Hecker, C., Raabe, B., Enslow, R. W., DeWeese, J., Maynard, J., and van Prooijen, K.
in: Proceedings of ACM SIGGRAPH ’08, 2008
URL, Google Scholar

Abstract

Character animation in video games””whether manually key-framed or motion captured””has traditionally relied on codifying skeletons early in a game’s development, and creating animations rigidly tied to these fixed skeleton morphologies. This paper introduces a novel system for animating characters whose morphologies are unknown at the time the animation is created. Our authoring tool allows animators to describe motion using familiar posing and key-framing methods. The system records the data in a morphology-independent form, preserving both the animation’s structural relationships and its stylistic information. At runtime, the generalized data are applied to specific characters to yield pose goals that are supplied to a robust and efficient inverse kinematics solver. This system allows us to animate characters with highly varying skeleton morphologies that did not exist when the animation was authored, and, indeed, may be radically different than anything the original animator envisioned.

Review

The paper explains how motion retargeting to wildly varying creatures is done in Electronic Arts’ game Spore. The crucial point is that they devised an animation system (Spasm) in which animators do not work on a fixed body, but on meta-level descriptions of body parts which are showcased on a small set of example bodies in the program window. Animators first select body parts by choosing descriptors like “grasper in front”. Then they can define movements in different modes e.g. relative to rest position, relative to external target, relative to limb length and similar others. The authors say in the discussion: “However, it takes weeks to build up an intuition about which kinds of motions generalize across a wide range of characters and which don’t.”

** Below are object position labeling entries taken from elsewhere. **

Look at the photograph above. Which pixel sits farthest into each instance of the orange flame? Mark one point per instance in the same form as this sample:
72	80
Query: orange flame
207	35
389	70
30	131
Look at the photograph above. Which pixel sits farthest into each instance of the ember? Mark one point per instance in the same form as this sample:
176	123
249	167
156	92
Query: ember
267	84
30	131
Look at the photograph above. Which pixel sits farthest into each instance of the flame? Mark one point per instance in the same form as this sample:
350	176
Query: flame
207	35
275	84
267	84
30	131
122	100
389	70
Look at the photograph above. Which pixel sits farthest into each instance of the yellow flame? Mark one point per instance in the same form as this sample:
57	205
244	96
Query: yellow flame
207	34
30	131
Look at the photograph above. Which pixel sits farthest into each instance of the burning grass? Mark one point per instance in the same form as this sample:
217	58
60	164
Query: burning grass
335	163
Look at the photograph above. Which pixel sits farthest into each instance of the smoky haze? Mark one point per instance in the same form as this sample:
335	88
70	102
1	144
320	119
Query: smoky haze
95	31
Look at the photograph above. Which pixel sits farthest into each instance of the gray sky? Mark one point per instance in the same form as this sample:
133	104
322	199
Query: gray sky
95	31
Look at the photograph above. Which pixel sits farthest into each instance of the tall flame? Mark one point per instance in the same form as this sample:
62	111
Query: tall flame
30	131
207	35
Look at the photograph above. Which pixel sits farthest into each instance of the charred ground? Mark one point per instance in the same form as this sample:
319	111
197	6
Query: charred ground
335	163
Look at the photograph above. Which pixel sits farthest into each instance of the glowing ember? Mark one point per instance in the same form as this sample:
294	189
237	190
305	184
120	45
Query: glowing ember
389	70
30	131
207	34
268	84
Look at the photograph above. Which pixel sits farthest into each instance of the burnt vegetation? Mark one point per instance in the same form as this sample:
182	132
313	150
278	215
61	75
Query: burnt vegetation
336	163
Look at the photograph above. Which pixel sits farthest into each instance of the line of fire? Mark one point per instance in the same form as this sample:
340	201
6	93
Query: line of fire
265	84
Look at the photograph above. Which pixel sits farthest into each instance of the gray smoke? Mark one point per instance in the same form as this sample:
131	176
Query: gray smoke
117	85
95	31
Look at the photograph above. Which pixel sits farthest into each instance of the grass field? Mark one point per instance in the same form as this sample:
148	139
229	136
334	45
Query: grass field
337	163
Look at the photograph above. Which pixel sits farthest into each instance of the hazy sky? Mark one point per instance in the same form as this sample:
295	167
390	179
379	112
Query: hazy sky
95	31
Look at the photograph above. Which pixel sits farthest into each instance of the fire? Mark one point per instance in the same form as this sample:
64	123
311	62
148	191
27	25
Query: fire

In principal they have devised an animation system in which motions are described in task space instead of in joint space (the standard in animation with e.g. Maya). Well, it’s some kind of hybrid. In general, everything in the paper is very ad hoc as the main objective is to make it work in real-time for the game. Anyway, the paper is not really addressing the problem of motion retargeting where you observe motion on one body and try to get it on another. Rather here they are concerned with representing motion from the beginning in such a way that it is easily transferred to a wide range of very different bodies.

A large part of the paper is about playing the so stored motion on a particular body (“specialization”). For this they use their own ad hoc IK solver. I didn’t find any interesting principles here (they sort out position of the spine first and only then solve for constraint satisfaction of the limbs), but I also didn’t put a lot of effort to understand what’s going on.